State Key Laboratory of Pharmaceutical Biotechnology, Jiangsu Engineering Research Center for MicroRNA Biology and Biotechnology, Nanjing Advanced Institute for Life Sciences, School of Life Sciences, Nanjing University, Nanjing, Jiangsu 210093, China.
School of Medicine and Life Sciences, Nanjing University of Chinese Medicine, Nanjing, Jiangsu 210023, China.
Nat Commun. 2017 Jan 9;8:14041. doi: 10.1038/ncomms14041.

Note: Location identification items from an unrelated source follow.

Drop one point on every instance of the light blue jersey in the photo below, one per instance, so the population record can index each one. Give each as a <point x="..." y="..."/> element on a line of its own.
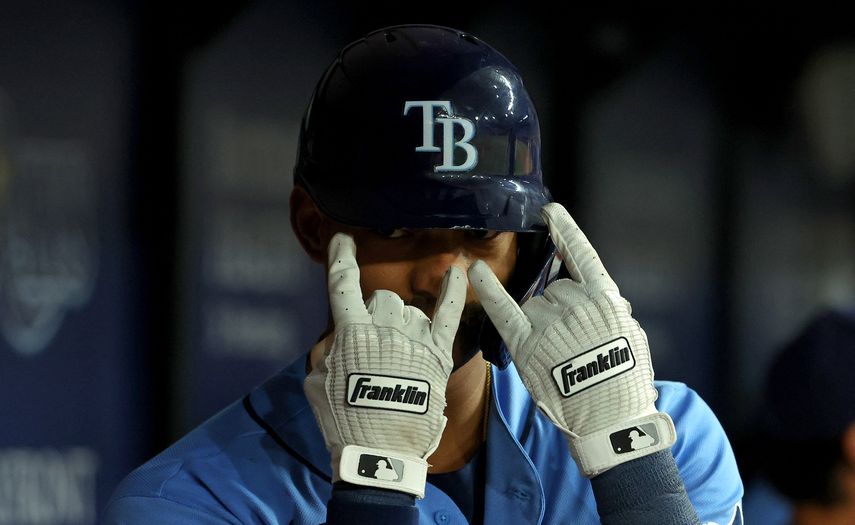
<point x="263" y="460"/>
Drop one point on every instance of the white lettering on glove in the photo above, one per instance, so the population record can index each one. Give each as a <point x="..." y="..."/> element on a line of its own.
<point x="378" y="394"/>
<point x="583" y="358"/>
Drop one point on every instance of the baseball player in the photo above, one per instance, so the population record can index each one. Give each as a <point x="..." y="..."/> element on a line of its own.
<point x="480" y="365"/>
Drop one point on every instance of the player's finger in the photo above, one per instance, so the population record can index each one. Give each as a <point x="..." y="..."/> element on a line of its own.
<point x="579" y="256"/>
<point x="386" y="309"/>
<point x="343" y="281"/>
<point x="510" y="321"/>
<point x="449" y="308"/>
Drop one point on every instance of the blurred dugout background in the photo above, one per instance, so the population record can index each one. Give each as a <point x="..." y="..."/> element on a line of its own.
<point x="149" y="276"/>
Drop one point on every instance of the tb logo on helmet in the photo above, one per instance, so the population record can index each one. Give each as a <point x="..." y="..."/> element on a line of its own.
<point x="448" y="142"/>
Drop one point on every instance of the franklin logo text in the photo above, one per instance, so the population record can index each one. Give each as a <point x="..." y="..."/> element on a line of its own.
<point x="593" y="367"/>
<point x="388" y="393"/>
<point x="448" y="123"/>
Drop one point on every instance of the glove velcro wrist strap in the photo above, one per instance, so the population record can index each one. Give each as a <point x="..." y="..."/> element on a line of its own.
<point x="595" y="453"/>
<point x="372" y="467"/>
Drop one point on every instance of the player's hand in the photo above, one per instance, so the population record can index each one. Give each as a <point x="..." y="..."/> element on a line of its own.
<point x="582" y="356"/>
<point x="379" y="391"/>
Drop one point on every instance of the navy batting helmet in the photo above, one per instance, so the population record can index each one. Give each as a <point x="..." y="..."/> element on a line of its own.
<point x="421" y="126"/>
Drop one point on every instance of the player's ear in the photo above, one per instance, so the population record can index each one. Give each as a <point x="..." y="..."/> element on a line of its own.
<point x="310" y="225"/>
<point x="848" y="444"/>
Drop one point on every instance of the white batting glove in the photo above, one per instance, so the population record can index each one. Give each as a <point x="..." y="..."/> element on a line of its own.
<point x="583" y="358"/>
<point x="379" y="392"/>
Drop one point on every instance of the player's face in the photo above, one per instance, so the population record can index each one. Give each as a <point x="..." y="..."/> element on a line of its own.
<point x="412" y="263"/>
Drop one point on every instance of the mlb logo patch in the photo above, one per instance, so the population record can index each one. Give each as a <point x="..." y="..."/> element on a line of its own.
<point x="380" y="467"/>
<point x="634" y="438"/>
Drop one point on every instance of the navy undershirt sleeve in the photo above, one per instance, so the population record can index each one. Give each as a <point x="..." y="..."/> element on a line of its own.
<point x="644" y="490"/>
<point x="356" y="505"/>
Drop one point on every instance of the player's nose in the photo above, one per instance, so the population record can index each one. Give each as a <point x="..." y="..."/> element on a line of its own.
<point x="441" y="250"/>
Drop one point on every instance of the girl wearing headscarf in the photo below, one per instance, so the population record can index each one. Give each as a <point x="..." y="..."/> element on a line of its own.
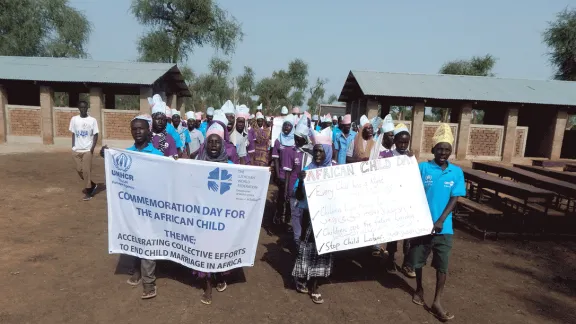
<point x="196" y="137"/>
<point x="239" y="136"/>
<point x="213" y="150"/>
<point x="284" y="141"/>
<point x="361" y="147"/>
<point x="294" y="159"/>
<point x="220" y="118"/>
<point x="310" y="266"/>
<point x="161" y="140"/>
<point x="259" y="138"/>
<point x="182" y="131"/>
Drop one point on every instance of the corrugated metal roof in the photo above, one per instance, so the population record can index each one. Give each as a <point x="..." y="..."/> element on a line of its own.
<point x="459" y="87"/>
<point x="78" y="70"/>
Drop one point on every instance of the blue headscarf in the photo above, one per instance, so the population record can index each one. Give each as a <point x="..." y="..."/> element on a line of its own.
<point x="287" y="140"/>
<point x="327" y="160"/>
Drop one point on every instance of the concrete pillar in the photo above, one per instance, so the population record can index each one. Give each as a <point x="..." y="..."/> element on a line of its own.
<point x="171" y="101"/>
<point x="455" y="114"/>
<point x="417" y="128"/>
<point x="73" y="99"/>
<point x="557" y="130"/>
<point x="509" y="142"/>
<point x="145" y="92"/>
<point x="110" y="100"/>
<point x="180" y="106"/>
<point x="384" y="110"/>
<point x="47" y="114"/>
<point x="3" y="112"/>
<point x="96" y="100"/>
<point x="371" y="108"/>
<point x="463" y="131"/>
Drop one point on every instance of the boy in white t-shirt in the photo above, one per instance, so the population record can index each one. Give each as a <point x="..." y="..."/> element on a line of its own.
<point x="84" y="131"/>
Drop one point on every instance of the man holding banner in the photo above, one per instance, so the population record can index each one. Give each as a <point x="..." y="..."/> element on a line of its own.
<point x="144" y="270"/>
<point x="210" y="224"/>
<point x="443" y="184"/>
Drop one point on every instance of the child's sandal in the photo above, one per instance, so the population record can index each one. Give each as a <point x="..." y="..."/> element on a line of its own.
<point x="317" y="298"/>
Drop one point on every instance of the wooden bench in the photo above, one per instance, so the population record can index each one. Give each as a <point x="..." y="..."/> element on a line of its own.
<point x="466" y="207"/>
<point x="519" y="202"/>
<point x="570" y="167"/>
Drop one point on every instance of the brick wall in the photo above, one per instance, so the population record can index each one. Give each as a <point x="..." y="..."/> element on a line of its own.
<point x="24" y="121"/>
<point x="520" y="141"/>
<point x="117" y="123"/>
<point x="428" y="133"/>
<point x="408" y="124"/>
<point x="485" y="140"/>
<point x="62" y="118"/>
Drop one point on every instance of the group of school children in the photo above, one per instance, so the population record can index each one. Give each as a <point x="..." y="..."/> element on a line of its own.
<point x="232" y="135"/>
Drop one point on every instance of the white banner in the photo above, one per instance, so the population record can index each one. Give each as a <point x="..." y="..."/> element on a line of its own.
<point x="203" y="215"/>
<point x="367" y="203"/>
<point x="277" y="124"/>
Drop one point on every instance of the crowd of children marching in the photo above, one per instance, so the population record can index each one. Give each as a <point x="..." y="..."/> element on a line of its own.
<point x="232" y="135"/>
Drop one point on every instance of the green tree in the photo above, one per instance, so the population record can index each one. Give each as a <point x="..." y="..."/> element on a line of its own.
<point x="317" y="93"/>
<point x="245" y="87"/>
<point x="560" y="37"/>
<point x="477" y="66"/>
<point x="177" y="27"/>
<point x="284" y="87"/>
<point x="42" y="28"/>
<point x="212" y="88"/>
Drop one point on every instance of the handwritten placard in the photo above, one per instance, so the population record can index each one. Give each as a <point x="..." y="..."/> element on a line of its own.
<point x="367" y="203"/>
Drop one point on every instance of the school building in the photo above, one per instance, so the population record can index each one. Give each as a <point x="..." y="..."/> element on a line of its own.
<point x="522" y="118"/>
<point x="28" y="85"/>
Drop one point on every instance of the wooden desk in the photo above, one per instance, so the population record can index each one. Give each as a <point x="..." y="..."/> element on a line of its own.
<point x="523" y="191"/>
<point x="563" y="188"/>
<point x="559" y="175"/>
<point x="570" y="167"/>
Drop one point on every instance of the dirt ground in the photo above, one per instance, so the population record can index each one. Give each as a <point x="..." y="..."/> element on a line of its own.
<point x="56" y="269"/>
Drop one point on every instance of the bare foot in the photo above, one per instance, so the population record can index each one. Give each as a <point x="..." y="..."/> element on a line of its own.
<point x="438" y="311"/>
<point x="418" y="298"/>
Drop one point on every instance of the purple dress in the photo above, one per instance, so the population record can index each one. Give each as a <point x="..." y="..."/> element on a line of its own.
<point x="291" y="161"/>
<point x="277" y="152"/>
<point x="171" y="148"/>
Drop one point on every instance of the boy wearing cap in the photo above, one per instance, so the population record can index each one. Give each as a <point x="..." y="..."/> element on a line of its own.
<point x="84" y="131"/>
<point x="196" y="137"/>
<point x="342" y="139"/>
<point x="443" y="184"/>
<point x="204" y="125"/>
<point x="182" y="131"/>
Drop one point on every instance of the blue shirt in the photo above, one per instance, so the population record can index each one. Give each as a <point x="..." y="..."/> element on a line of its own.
<point x="174" y="133"/>
<point x="341" y="144"/>
<point x="148" y="149"/>
<point x="441" y="185"/>
<point x="203" y="128"/>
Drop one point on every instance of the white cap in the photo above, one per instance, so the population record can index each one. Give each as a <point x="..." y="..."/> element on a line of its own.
<point x="220" y="116"/>
<point x="388" y="124"/>
<point x="228" y="107"/>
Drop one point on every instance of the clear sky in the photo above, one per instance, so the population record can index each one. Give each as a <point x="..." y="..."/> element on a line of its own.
<point x="335" y="36"/>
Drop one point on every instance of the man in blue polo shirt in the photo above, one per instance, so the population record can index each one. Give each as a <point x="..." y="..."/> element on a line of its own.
<point x="443" y="184"/>
<point x="144" y="270"/>
<point x="343" y="139"/>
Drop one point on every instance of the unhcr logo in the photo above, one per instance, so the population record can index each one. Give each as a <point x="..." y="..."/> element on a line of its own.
<point x="122" y="162"/>
<point x="219" y="180"/>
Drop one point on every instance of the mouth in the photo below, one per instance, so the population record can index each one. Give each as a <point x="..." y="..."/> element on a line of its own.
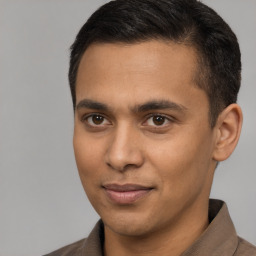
<point x="127" y="193"/>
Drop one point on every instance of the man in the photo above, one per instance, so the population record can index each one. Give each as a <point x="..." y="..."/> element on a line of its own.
<point x="154" y="86"/>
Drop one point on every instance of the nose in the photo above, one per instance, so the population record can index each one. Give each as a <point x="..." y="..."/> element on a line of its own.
<point x="125" y="150"/>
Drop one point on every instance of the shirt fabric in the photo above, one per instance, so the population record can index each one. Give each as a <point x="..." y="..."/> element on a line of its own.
<point x="219" y="239"/>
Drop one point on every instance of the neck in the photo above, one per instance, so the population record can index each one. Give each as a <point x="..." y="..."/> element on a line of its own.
<point x="173" y="240"/>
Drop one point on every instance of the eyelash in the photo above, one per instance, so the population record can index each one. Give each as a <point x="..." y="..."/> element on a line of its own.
<point x="166" y="119"/>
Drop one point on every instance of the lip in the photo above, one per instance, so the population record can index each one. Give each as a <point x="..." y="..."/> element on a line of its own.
<point x="127" y="193"/>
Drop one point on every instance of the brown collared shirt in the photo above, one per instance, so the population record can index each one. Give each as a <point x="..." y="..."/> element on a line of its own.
<point x="219" y="239"/>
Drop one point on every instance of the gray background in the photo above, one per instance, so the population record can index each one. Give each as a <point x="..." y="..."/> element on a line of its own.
<point x="42" y="204"/>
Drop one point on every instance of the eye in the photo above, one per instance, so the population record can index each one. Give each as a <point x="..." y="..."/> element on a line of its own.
<point x="96" y="120"/>
<point x="157" y="120"/>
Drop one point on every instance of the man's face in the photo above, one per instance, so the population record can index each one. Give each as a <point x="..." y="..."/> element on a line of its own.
<point x="142" y="139"/>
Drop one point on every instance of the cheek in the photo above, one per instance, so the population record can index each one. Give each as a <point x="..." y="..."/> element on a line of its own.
<point x="88" y="155"/>
<point x="182" y="163"/>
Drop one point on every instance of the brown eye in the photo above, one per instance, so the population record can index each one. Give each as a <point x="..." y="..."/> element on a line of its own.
<point x="158" y="120"/>
<point x="96" y="119"/>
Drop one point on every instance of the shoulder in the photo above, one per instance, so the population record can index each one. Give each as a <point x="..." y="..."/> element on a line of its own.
<point x="245" y="248"/>
<point x="71" y="249"/>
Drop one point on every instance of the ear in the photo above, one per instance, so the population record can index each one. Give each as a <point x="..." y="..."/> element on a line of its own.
<point x="228" y="128"/>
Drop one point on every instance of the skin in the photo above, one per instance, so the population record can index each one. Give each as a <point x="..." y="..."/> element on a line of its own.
<point x="141" y="119"/>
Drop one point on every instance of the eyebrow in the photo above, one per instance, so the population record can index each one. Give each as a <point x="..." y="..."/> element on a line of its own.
<point x="159" y="104"/>
<point x="86" y="103"/>
<point x="150" y="105"/>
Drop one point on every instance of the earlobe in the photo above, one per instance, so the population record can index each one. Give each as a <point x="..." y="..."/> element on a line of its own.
<point x="228" y="127"/>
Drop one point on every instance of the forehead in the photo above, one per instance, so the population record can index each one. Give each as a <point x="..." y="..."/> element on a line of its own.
<point x="137" y="72"/>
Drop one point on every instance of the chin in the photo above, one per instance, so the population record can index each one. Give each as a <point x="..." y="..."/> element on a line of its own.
<point x="129" y="226"/>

Tumour cells secrete exosomes that are involved in the remodelling of the tumour-stromal environment and promoting malignancy. The mechanisms governing tumour exosome release, however, remain incompletely understood. Here we show that tumour cell exosomes secretion is controlled by pyruvate kinase type M2 (PKM2), which is upregulated and phosphorylated in tumours. During exosome secretion, phosphorylated PKM2 serves as a protein kinase to phosphorylate synaptosome-associated protein 23 (SNAP-23), which in turn enables the formation of the SNARE complex to allow exosomes release. Direct phosphorylation assay and mass spectrometry confirm that PKM2 phosphorylates SNAP-23 at Ser95. Ectopic expression of non-phosphorylated SNAP-23 mutant (Ser95→Ala95) significantly reduces PKM2-mediated exosomes release whereas expression of selective phosphomimetic SNAP-23 mutants (Ser95→Glu95 but not Ser20→Glu20) rescues the impaired exosomes release induced by PKM2 knockdown. Our findings reveal a non-metabolic function of PKM2, an enzyme associated with tumour cell reliance on aerobic glycolysis, in promoting tumour cell exosome release.
肿瘤细胞分泌的外泌体参与肿瘤基质环境的重塑和促进恶性肿瘤的发生。然而,控制肿瘤外泌体释放的机制仍不完全清楚。在这里,我们发现肿瘤细胞外泌体的分泌受丙酮酸激酶 M2(PKM2)控制,PKM2 在肿瘤中上调和磷酸化。在分泌外泌体的过程中,磷酸化的 PKM2 作为一种蛋白激酶,磷酸化突触相关蛋白 23(SNAP-23),从而使 SNARE 复合物形成,允许外泌体释放。直接磷酸化实验和质谱分析证实 PKM2 在 Ser95 磷酸化 SNAP-23。外源性表达非磷酸化 SNAP-23 突变体(Ser95→Ala95)显著降低 PKM2 介导的外泌体释放,而表达选择性磷酸模拟 SNAP-23 突变体(Ser95→Glu95 但不是 Ser20→Glu20)则可挽救 PKM2 敲低引起的外泌体释放受损。我们的研究结果揭示了 PKM2 的一种非代谢功能,即与肿瘤细胞依赖有氧糖酵解相关的酶,在促进肿瘤细胞外泌体释放中的作用。